Although the manufacturing PMI in May eased slightly from April, it still indicated an upward trend in economic growth as counter-cyclical adjustment policies gradually took effect, said Wen Bin, chief analyst at China Minsheng Bank.
China has been walking a fine line in balancing epidemic control and economic recovery, with targeted measures introduced to help firms safely restart their businesses, Wen said.
Domestic demand bounced back, with the indices measuring new orders in 12 of the 21 surveyed manufacturing industries picking up, said NBS senior statistician Zhao Qinghe.
China has issued a total of 19,286 bonds so far this year, helping firms and governments raise 20.1 trillion yuan, the latest figures from financial information provider Wind showed. In May, funds raised via bonds reached 3.25 trillion yuan.
China has accelerated local government bond issuance this year to help with the timely implementation of projects to mitigate the impact of the novel coronavirus epidemic.
Firms were also encouraged to use bond financing as an important way to raise funds. Earlier, central bank data showed that firms’ net financing via bonds totaled 901.5 billion yuan in April, 506.6 billion yuan more than a year earlier.
According to a report by CSCI Pengyuan Credit Rating, the number of corporate bonds issued in April rose 20% from March, while the amount raised increased by 14%.

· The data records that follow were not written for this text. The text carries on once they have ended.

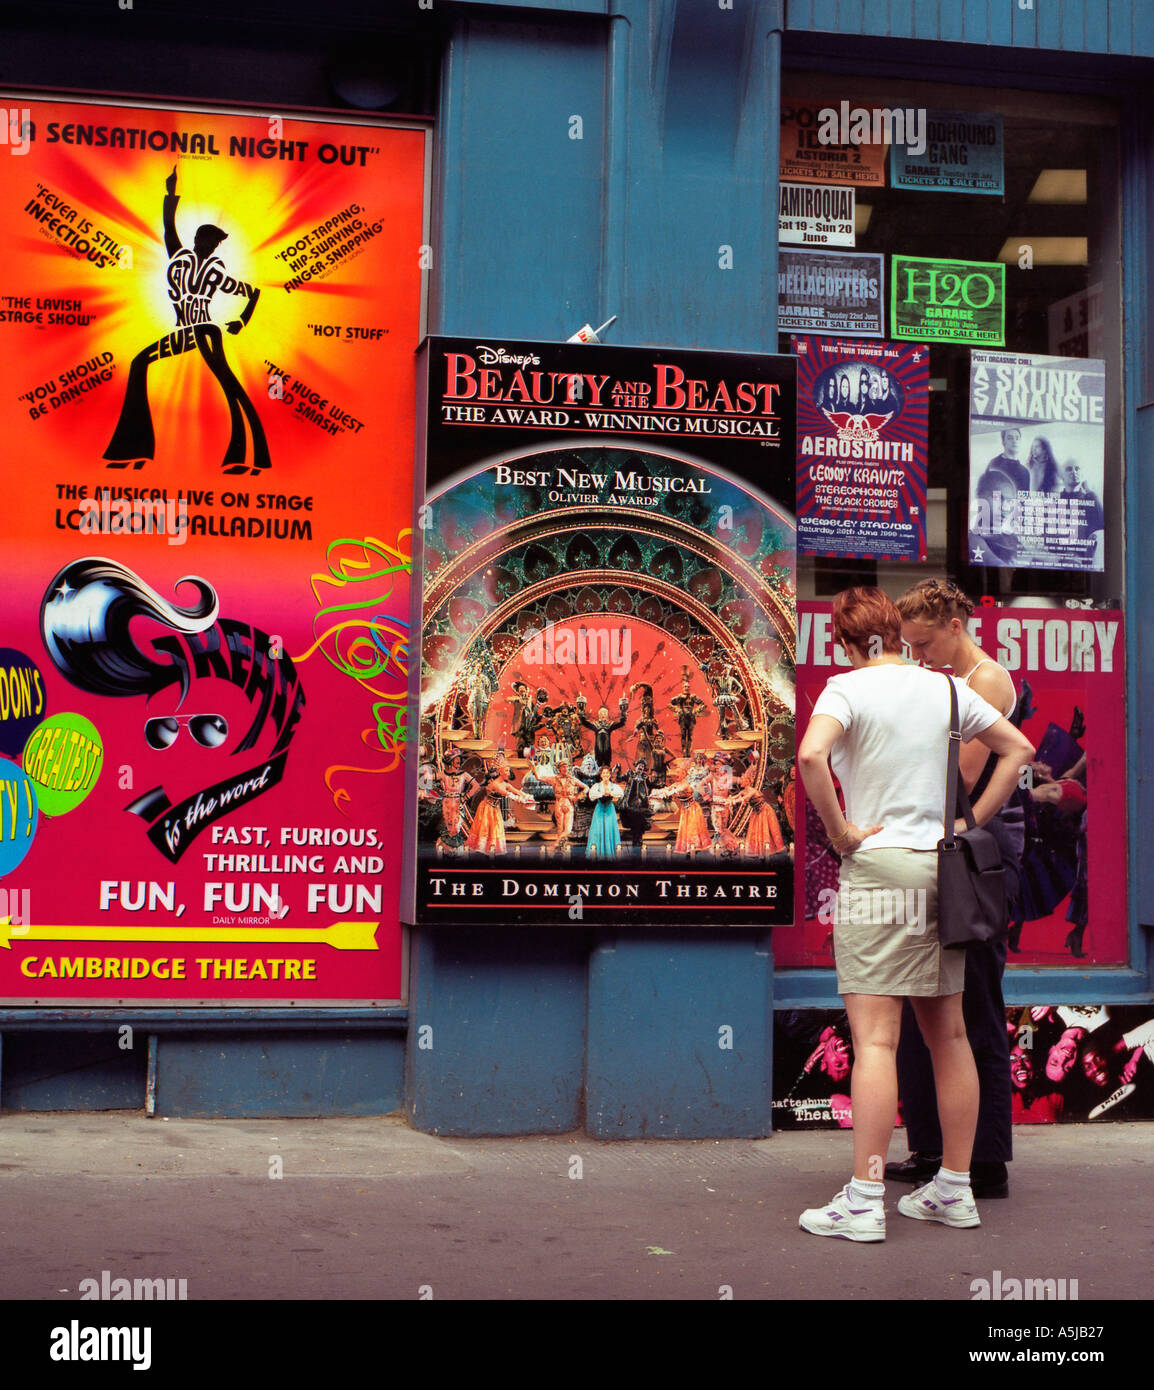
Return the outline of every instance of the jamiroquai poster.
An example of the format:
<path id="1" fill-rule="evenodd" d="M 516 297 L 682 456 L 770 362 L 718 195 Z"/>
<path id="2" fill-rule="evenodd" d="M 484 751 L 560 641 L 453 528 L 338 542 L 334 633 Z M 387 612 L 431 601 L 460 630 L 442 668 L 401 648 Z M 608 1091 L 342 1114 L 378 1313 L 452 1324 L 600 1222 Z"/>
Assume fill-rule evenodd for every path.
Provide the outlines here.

Semiconductor Manufacturing International Corporation (SMIC), a Hong Kong-listed chip foundry firm, said its shareholders Datang Telecom Technology Industry Holding Co Ltd and International Integrated Circuit Industry Investment Fund Co Ltd had indicated they would give up the pre-emptive right to issue yuan shares.
It was reported that the affiliated companies of Datang Telecom and the National Integrated Circuit Fund were considering participating in the proposal of yuan share issuance as strategic investors.
SMIC’s investment in its three major projects will cost about 20 billion yuan, of which about 8 billion yuan will be invested in the ongoing 12-inch chip SN1 project in SMIC South.
China Merchants Shekou Industrial Zone Holdings, a Shenzhen-listed company, said it plans to issue shares and convertible bonds and pay cash to acquire 24% of the stake in Shenzhen Nanyou Holdings, and to raise supplementary funds from Ping An Capital Management’s non-public offering of shares.
Trading of the company’s shares will be suspended from June 1. After the transaction is completed, Nanyou Holdings will become a wholly-owned subsidiary of the company. Nanyou indirectly holds the equity of Qianhai Free Trade Zone, which has high-quality land resources.